In 1993, scientists discovered that a single mutated gene, HTT, caused Huntington’s disease, raising high hopes for a quick cure. Yet today, there’s still no approved treatment.
One difficulty has been a limited understanding of how the mutant huntingtin protein sets off brain cell death, says neuroscientist Srinivasa Subramaniam, PhD, of Scripps Research, Florida. In a new study published in Nature Communications on Friday, Subramaniam’s group has shown that the mutated huntingtin protein slows brain cells’ protein-building machines, called ribosomes.
“The ribosome has to keep moving along to build the proteins, but in Huntington’s disease, the ribosome is slowed,” Subramaniam says. “The difference may be two, three, four-fold slower. That makes all the difference.”
Cells contain millions of ribosomes each, all whirring along and using genetic information to assemble amino acids and make proteins. Impairment of their activity is ultimately devastating for the cell, Subramaniam says.
“It’s not possible for the cell to stay alive without protein production,” he says.
The team’s discoveries were made possible by recent advancements in gene translation tracking technologies, Subramaniam says. The results suggest a new route for development of therapeutics, and have implications for multiple neurodegenerative diseases in which ribosome stalling appears to play a role.
Huntington’s disease affects about 10 people per 100,000 in the United States. It is caused by an excessive number of genetic repeats of three DNA building blocks. Known by the letters CAG, short for cytosine, adenine and guanine, 40 or more of these repeats in the HTT gene causes the brain degenerative disease, which is ultimately fatal. The more repeats present, the earlier the onset of symptoms, which include behavioral disturbances, movement and balance difficulty, weakness and difficulty speaking and eating. The symptoms are caused by degeneration of brain tissue that begins in a region called the striatum, and then spreads. The striatum is the region deep in the center of the brain that controls voluntary movement and responds to social reward.
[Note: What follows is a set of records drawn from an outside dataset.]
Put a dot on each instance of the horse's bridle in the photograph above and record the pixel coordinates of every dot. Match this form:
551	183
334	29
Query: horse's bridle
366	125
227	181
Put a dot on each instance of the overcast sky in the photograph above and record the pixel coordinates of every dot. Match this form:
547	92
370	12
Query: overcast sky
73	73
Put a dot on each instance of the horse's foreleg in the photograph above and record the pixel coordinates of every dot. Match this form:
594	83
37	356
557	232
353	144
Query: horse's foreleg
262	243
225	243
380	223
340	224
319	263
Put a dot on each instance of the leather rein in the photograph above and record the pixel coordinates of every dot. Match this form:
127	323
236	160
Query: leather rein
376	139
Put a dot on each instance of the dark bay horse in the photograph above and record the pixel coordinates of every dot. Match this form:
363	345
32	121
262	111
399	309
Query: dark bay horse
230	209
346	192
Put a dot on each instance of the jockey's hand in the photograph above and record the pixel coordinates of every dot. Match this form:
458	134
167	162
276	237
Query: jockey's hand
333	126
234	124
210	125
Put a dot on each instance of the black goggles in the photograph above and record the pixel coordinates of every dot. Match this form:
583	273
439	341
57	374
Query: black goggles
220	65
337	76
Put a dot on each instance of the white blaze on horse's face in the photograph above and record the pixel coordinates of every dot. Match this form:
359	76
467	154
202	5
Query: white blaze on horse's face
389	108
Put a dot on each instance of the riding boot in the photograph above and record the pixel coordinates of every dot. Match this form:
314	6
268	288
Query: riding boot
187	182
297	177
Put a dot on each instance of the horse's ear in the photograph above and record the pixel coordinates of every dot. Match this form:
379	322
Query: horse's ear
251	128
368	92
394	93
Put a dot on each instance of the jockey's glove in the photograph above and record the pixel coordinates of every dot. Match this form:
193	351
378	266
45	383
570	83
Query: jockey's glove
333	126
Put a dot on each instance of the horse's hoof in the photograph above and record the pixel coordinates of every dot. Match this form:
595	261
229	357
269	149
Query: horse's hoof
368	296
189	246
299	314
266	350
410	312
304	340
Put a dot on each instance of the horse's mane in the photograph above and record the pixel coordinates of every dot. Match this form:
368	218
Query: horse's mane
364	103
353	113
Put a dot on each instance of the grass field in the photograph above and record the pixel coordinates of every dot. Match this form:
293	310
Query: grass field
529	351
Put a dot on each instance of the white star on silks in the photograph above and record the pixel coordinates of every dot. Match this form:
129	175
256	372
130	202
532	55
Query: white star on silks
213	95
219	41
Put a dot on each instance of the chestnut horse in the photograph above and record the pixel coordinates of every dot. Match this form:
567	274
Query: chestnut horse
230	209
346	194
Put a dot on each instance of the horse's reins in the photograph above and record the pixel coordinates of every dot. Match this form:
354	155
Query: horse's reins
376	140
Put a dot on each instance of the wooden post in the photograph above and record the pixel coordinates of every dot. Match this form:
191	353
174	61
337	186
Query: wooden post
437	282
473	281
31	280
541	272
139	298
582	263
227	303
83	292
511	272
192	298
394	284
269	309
For their experiments, the scientists used striatal cells engineered to have three different degrees of CAG repeats in the HTT gene. They assessed the impact of the CAG repeats using a technology called Ribo-Seq, short for high-resolution global ribosome footprint profiling, plus mRNA-seq, a method that allows a snapshot of which genes are active, and which are not in a given cell at a given moment.
The scientists found that in the Huntington’s cells, translation of many, not all, proteins were slowed. To verify the finding, they blocked the cells’ ability to make mutant huntingtin protein, and found the speed of ribosome movement and protein synthesis increased. They also assessed how mutant huntingtin protein impacted translation of other genes, and ruled out the possibility that another ribosome-binding protein, Fmrp, might be causing the slowing effect.
Further experiments offered some clues as to how the mutant huntingtin protein interfered with the ribosomes’ work. They found it bound directly to ribosomal proteins and the ribosomal assembly, and not only affected speed of protein synthesis, but also of ribosomal density within the cell.
Many questions remain, Subramaniam says, but the advance offers a new direction for helping people with Huntington’s disease.
“The idea that the ribosome can stall before a CAG repeat is something people have predicted. We can show that it’s there,” Subramaniam says. “There’s a lot of additional work that needs to be done to figure out how the CAG repeat stalls the ribosome, and then perhaps we can make medications to counteract it.”